Collaboratory Platforms focus areas:
- Adjuvants & Formulations: Access high quality adjuvants, formulation expertise, and small-animal immunogenicity studies.
- Antibody Dynamics: Providing qualified/validated GCLP compliant antibody measurements for specificity, isotype/subclass, avidity, affinity, and function; immune systems computational expertise to define immune correlates of protection.
- Antigen Arrays: High throughput microarray technology enables measurement of antibody responses to thousands of proteins in a single assay.
- Human immunoglobulin repertoire mice: Interrogate immunogens against a human immune repertoire. Discover and isolate mAbs to support your research or advance product development.
- Protein Sciences: Provides in-depth structural characterization of immunogens using a variety of structural and biophysical techniques.
- Metabolomic Biomarker Discovery: Offers untargeted mass spectrometry-based molecular profiling to measure thousands of distinct small molecules in biosamples to accelerate discovery of biomarkers of health and disease.
- Proteomic Biomarker Discovery: Quantify thousands of proteins using liquid chromatography mass spectrometry (LC-MS) to obtain signatures reflective of health or disease status.
- SARS-CoV-2 Immunoassays: Access validated / qualified assays to evaluate vaccines or mAbs for SARS-CoV-2 (Opportunities to develop assays for other global health diseases.
- Single Cell Analytics: Provides experimental and computational single-cell genomic profiling for in-depth molecular characterization of biological specimens.
- Systems Immunology: Offers comprehensive and standardized immune monitoring, cutting-edge technologies and novel analytics.
- Systems Serology: High-throughput biophysical profiling and functional assays linked with systems biology/machine learning algorithms to characterize protective humoral immune responses.
- Vaccine Immunology Statistical Center: Access expert biostatistical support for study design, data management, high-dimensional data analysis, statistical and machine learning methods to advance global health research.

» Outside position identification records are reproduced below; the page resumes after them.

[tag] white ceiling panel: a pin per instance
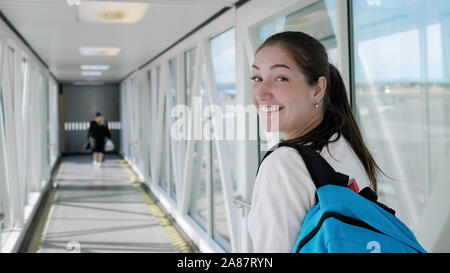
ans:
(52, 29)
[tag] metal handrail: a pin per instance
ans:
(2, 216)
(242, 204)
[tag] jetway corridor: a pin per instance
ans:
(91, 210)
(180, 98)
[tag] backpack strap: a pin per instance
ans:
(320, 170)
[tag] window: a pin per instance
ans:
(189, 70)
(318, 20)
(401, 65)
(224, 61)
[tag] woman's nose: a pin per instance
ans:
(263, 92)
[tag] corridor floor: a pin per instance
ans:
(98, 210)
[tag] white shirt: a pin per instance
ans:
(284, 193)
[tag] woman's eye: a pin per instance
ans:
(256, 79)
(281, 79)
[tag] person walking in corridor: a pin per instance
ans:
(98, 131)
(293, 80)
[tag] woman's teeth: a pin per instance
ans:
(270, 109)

We Will Not Consider Funding for:
- Clinical trials
- In-vivo studies in non-human primates
- Investigators whose primary appointment is in a high-income country
- Proposals that do not include the use of the Collaboratory Platforms
- Proposals that do not align with the scope/remit of the Collaboratory Platforms
- Purchase of capital equipment
- Institutions that are unable to sign the Collaboratory Guiding Principles by the time of grant execution.

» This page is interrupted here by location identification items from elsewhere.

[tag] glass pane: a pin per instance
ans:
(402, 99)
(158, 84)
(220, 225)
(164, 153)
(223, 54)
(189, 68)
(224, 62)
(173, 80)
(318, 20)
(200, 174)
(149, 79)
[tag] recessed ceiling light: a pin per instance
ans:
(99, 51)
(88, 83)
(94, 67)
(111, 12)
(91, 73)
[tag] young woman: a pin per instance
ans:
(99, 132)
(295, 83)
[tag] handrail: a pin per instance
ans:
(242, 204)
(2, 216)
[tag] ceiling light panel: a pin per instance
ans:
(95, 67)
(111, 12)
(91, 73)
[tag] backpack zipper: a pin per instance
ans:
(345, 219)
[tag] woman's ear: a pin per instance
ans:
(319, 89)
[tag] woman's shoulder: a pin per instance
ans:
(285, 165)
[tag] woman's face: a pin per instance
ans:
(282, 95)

[1] See World Bank - Low & Middle Income Countries for definitions. Subject to the eligibility requirements in the Rules & Guidelines, investigators in low- and middle-income countries are invited (in connection with the organization with which they are affiliated) to apply through the Bill & Melinda Gates Foundation's application portal. We reserve the right to determine eligibility for this call based on these characteristics.